"Polveriera" Marche, regione ad alta tensione. Da Traini in poi una scia di aggressioni

Don Albanesi: "Una società chiusa". Il governatore Acquaroli: "Noi solidali"

"Polveriera" Marche, regione ad alta tensione. Da Traini in poi una scia di aggressioni

Poche ore dopo l'uccisione di Alika Ogorchukwu, massacrato per futili motivi dal 32enne italiano Filippo Claudio Giuseppe Ferlazzo, un'altra brutale aggressione, un tentato omicidio. Ancora nelle Marche. Ancora per futili motivi.

A Recanati, provincia di Macerata, un 22enne nato in città ma di origini marocchine è stato accoltellato da un operaio italiano di 47 anni. Il giovane, ricoverato in prognosi riservata all'ospedale regionale di Torrette, è scampato alla furia dell'uomo grazie all'intervento del titolare di un bar che ha assistito alla scena. L'una di notte circa: alcuni ragazzi stavano festeggiando la chiusura di un campus scolastico, quando l'operaio ha intimato loro di spostarsi per la confusione. I giovani si sono spostati ma lui li ha seguiti, continuando a litigare. Poi ha tirato fuori un coltello e ha colpito il 22enne al torace e alla schiena, mentre gli altri cercavano invano di bloccarlo. È intervenuto il gestore di un locale che ha sentito le urla del giovane ed è riuscito a sottrarlo ad altri fendenti. Il 47enne, Omar P., è stato fermato e portato al carcere di Montacuto, in attesa dell'udienza di convalida dell'arresto. L'accusa è tentato omicidio aggravato da futili motivi e porto abusivo di arma da taglio. Nello stesso penitenziario è recluso anche l'omicida dell'ambulante nigeriano Alika Ogorchukwu.

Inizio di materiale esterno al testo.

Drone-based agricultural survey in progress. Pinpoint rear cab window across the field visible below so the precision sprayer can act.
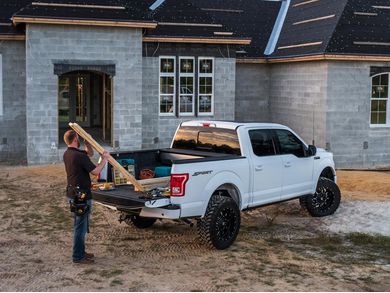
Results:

Gesti efferati che scuotono la comunità marchigiana, che in queste ore ricorda i precedenti sul territorio. Emmanuel Chibi Namdi, nigeriano, aveva 36 anni quando nel 2016 ha perso la vita a Fermo, dopo una colluttazione con un ultrà della Fermana che aveva insultato la sua compagna. È morto mentre difendeva la donna dagli insulti razzisti di Amedeo Mancini, che ha patteggiato una condanna a 4 anni per omicidio preterintenzionale da scontare ai domiciliari. Emmanuel lo aveva aggredito e Mancini aveva reagito con un pugno: il 36enne era finito a terra, battendo la testa sull'orlo del marciapiede. Il giudice ha riconosciuto l'attenuante della provocazione, ma anche l'aggravante dell'odio razziale. La stessa attribuita anche alla folle furia di Luca Traini, oggi 33 anni. Il 3 febbraio 2018, a Macerata, era salito in macchina e aveva iniziato a sparare a caso alle persone di colore che incontrava sulla sua strada, ferendo sei migranti. Aveva dichiarato di volere così vendicare la 18enne Pamela Mastropietro, la giovane uccisa e fatta a pezzi da un pusher nigeriano. Traini è stato condannato a 12 anni di carcere per strage e porto abusivo d'arma.

Si parla già di un caso Marche, si cercano ragioni e condizioni che possano aver alimentato in questo anni l'odio e l'intolleranza. Ma secondo monsignor Vinicio Albanesi, fondatore della comunità di Capidarco, che ha assistito Emmanuel e altri richiedenti asilo, le Marche non sono razziste, quanto invece «una società chiusa, familista, che non accetta l'estraneo».

Il governatore Francesco Acquaroli intende far costituire la Regione parte civile nel processo per la morte di Alika «per difendere l'identità, i valori e l'immagine dei marchigiani e delle Marche. Siamo da sempre una comunità solidale, inclusiva e vogliamo rimanere tale, con l'impegno di tutti».